# For SIG.. 30,000L aquarium from Isreal



## fury165 (Aug 21, 2010)

wonder if SIG would consider this "big" enough...


----------



## kookie_guy (Oct 15, 2014)

1000L (260gal) of natural sea water weekly. Holy crap.

I've always told my wife, if we ever won $50mil, I'd take half of it and build myself a personal indoor ocean. Dream big right?


----------



## Flexin5 (Nov 12, 2011)

you know your tank is big when you DIVE in to feed your fish lol


----------



## loonie (Mar 29, 2008)

This gentleman lives in Israel and I guess his home is by the side of the sea, so he collects natural sea water. Its amazing tank in a home.


----------



## altcharacter (Jan 10, 2011)

In my best Greg voice

"Wife say I need to sell aquarium or I sleep in it. $200 no clowns.

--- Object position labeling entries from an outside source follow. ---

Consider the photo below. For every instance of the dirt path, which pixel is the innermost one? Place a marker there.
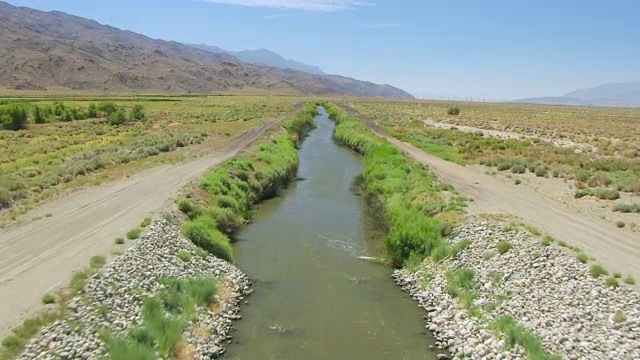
(39, 256)
(617, 249)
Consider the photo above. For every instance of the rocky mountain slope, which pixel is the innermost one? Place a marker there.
(44, 50)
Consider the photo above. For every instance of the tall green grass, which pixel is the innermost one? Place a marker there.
(232, 189)
(165, 317)
(406, 192)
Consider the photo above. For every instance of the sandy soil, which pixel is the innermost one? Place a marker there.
(39, 256)
(566, 143)
(617, 249)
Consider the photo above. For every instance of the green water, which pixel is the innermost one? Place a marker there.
(314, 299)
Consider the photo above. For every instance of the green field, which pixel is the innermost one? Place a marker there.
(70, 142)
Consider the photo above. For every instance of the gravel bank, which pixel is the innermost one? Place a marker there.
(545, 288)
(113, 299)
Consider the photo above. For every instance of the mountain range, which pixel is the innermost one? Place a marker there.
(625, 94)
(54, 50)
(263, 57)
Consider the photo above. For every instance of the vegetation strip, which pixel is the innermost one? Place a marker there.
(222, 202)
(409, 202)
(406, 194)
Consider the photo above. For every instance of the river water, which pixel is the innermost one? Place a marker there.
(314, 299)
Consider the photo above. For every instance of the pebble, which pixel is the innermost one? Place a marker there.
(113, 299)
(550, 294)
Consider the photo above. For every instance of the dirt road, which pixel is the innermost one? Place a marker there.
(617, 249)
(37, 257)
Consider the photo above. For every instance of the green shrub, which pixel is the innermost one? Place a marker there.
(137, 113)
(504, 166)
(583, 258)
(517, 335)
(117, 118)
(184, 256)
(626, 208)
(612, 282)
(504, 247)
(14, 117)
(48, 299)
(203, 233)
(133, 234)
(518, 169)
(541, 171)
(598, 270)
(5, 198)
(108, 108)
(97, 261)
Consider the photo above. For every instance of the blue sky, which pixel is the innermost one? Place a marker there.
(492, 49)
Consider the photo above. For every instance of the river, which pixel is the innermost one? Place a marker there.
(314, 299)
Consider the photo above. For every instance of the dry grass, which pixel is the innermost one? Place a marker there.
(52, 158)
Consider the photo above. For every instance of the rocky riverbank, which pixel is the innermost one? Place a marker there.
(112, 300)
(560, 309)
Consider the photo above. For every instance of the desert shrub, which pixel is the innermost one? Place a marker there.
(626, 208)
(518, 169)
(97, 261)
(133, 234)
(541, 171)
(5, 198)
(48, 299)
(137, 113)
(504, 166)
(600, 193)
(117, 118)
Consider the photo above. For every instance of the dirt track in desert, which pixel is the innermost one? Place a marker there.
(617, 249)
(39, 256)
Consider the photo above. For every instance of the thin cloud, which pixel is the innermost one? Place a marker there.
(380, 25)
(306, 5)
(272, 16)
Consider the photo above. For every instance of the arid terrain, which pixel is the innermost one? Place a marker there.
(53, 50)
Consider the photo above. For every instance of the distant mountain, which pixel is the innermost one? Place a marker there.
(611, 94)
(263, 57)
(44, 50)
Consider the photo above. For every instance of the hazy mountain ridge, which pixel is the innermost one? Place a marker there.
(263, 57)
(611, 94)
(40, 50)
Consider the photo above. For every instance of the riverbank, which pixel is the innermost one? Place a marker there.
(110, 317)
(491, 291)
(511, 294)
(174, 293)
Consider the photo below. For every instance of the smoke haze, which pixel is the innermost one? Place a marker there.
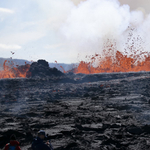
(90, 24)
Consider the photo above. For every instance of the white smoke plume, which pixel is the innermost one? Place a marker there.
(91, 23)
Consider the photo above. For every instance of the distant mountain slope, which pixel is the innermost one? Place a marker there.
(20, 62)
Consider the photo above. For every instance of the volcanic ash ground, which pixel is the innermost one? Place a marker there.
(78, 112)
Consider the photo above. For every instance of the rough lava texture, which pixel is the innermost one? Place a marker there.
(41, 69)
(78, 112)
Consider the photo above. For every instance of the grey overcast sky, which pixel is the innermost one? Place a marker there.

No show get negative feedback."


----------



## duckhams (Oct 13, 2009)

He'd wonder why the guy didn't go deeper. 14,000 gallons would have been better.


----------



## Rookie2013 (Jan 17, 2013)

Wow


Sent from my iPhone using Tapatalk


----------



## Rookie2013 (Jan 17, 2013)

I would like to see a video of this tank with LEDs the corals would look stunning with all tht growth...


Sent from my iPhone using Tapatalk


----------